Despite the growing number of businesses that have begun to act on climate adaptation, current adaptation action does not come close to solving the problem. In addition, most businesses are currently failing to conduct risk assessments for physical climate risks and invest sufficiently in climate-proofing their assets and operations:

  • Some businesses are reluctant to take proactive actions in this area, as they may see it as requiring new layers of corporate structure, strategy and measures over existing efforts in anticipation of regulatory and market changes from the net-zero transition.
  • Other businesses might struggle as risk assessments for physical climate impacts, such as climate scenarios and macro-economic modelling, are riddled with uncertainties and suffer from the absence of clear metrics and evidence-based targets for adaptation, as well as less-developed business cases and financial models.
  • Many businesses, however, simply lack sufficient understanding of climate risks and access to relevant information.

In light of these barriers, it is critical that public and private sector organizations work in tandem to create an enabling environment, leveraging both policies and economic incentives to help business-led climate adaptation properly take off. The role of governments and the financial markets will be critical to move the needle in this space:

  • Governments around the world could work collectively to strengthen global resilience to climate-related disasters through various multilateral frameworks and policy levers, such as trade agreements and trade policies.
  • Under the United Nations Framework Convention on Climate Change (UNFCCC), businesses and other non-state actors are encouraged to take initiative on both mitigation and adaptation, and to raise the ambition of their contributions to climate action.
  • Financial institutions are beginning to play an important role in incentivizing and supporting adaptation in the private sector by shaping the information and risk disclosure landscape.
  • The insurance industry also has the expertise, the capital and the motivation to facilitate climate adaptation efforts across the private sector.

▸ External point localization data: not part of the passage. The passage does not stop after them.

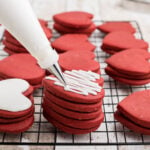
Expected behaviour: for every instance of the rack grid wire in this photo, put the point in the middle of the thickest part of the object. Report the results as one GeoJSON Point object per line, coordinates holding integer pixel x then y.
{"type": "Point", "coordinates": [110, 132]}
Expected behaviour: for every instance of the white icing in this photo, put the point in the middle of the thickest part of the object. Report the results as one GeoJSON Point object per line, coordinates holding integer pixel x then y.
{"type": "Point", "coordinates": [79, 81]}
{"type": "Point", "coordinates": [11, 97]}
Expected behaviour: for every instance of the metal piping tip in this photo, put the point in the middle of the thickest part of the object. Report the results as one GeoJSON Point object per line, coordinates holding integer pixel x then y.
{"type": "Point", "coordinates": [56, 71]}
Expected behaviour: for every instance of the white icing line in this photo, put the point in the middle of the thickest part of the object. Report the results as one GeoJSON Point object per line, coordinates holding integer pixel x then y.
{"type": "Point", "coordinates": [79, 81]}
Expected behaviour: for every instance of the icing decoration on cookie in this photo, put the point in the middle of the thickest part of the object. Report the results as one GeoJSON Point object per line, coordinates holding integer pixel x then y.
{"type": "Point", "coordinates": [11, 97]}
{"type": "Point", "coordinates": [79, 81]}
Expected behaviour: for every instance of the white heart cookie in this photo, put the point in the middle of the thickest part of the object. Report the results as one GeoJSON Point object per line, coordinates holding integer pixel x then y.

Explore the roles of governments, international agreements and the financial sector in more detail on pages 7-8.

Key messages

  1. The role of businesses, and the private sector at large, in strengthening resilience and supporting global adaptation efforts is more important today than ever before, as the world faces more severe and frequent extreme weather events, at an enormous economic toll.
  2. In a global economy that is underpinned by international supply chain networks that often stretch into climate-vulnerable regions of the world, businesses need to properly assess the implications of physical climate change impacts for their corporate operations and value chains.
  3. Adaptation measures adopted by businesses need to embed justice and equity considerations to ensure that such corporate-led measures deliver broader climate resilience for the workers, communities and natural ecosystems that these businesses rely on across their value chains.
  4. Public and private sector investments have begun unlocking new and rapidly growing markets for innovative technologies and solutions for climate adaptation, which will prove critical to climate-proof our economy and wider society in the years ahead.
  5. Governments and private sector actors need to work together and create an enabling environment to further accelerate business-led climate adaptation, through the use of policies, international agreements and economic incentives.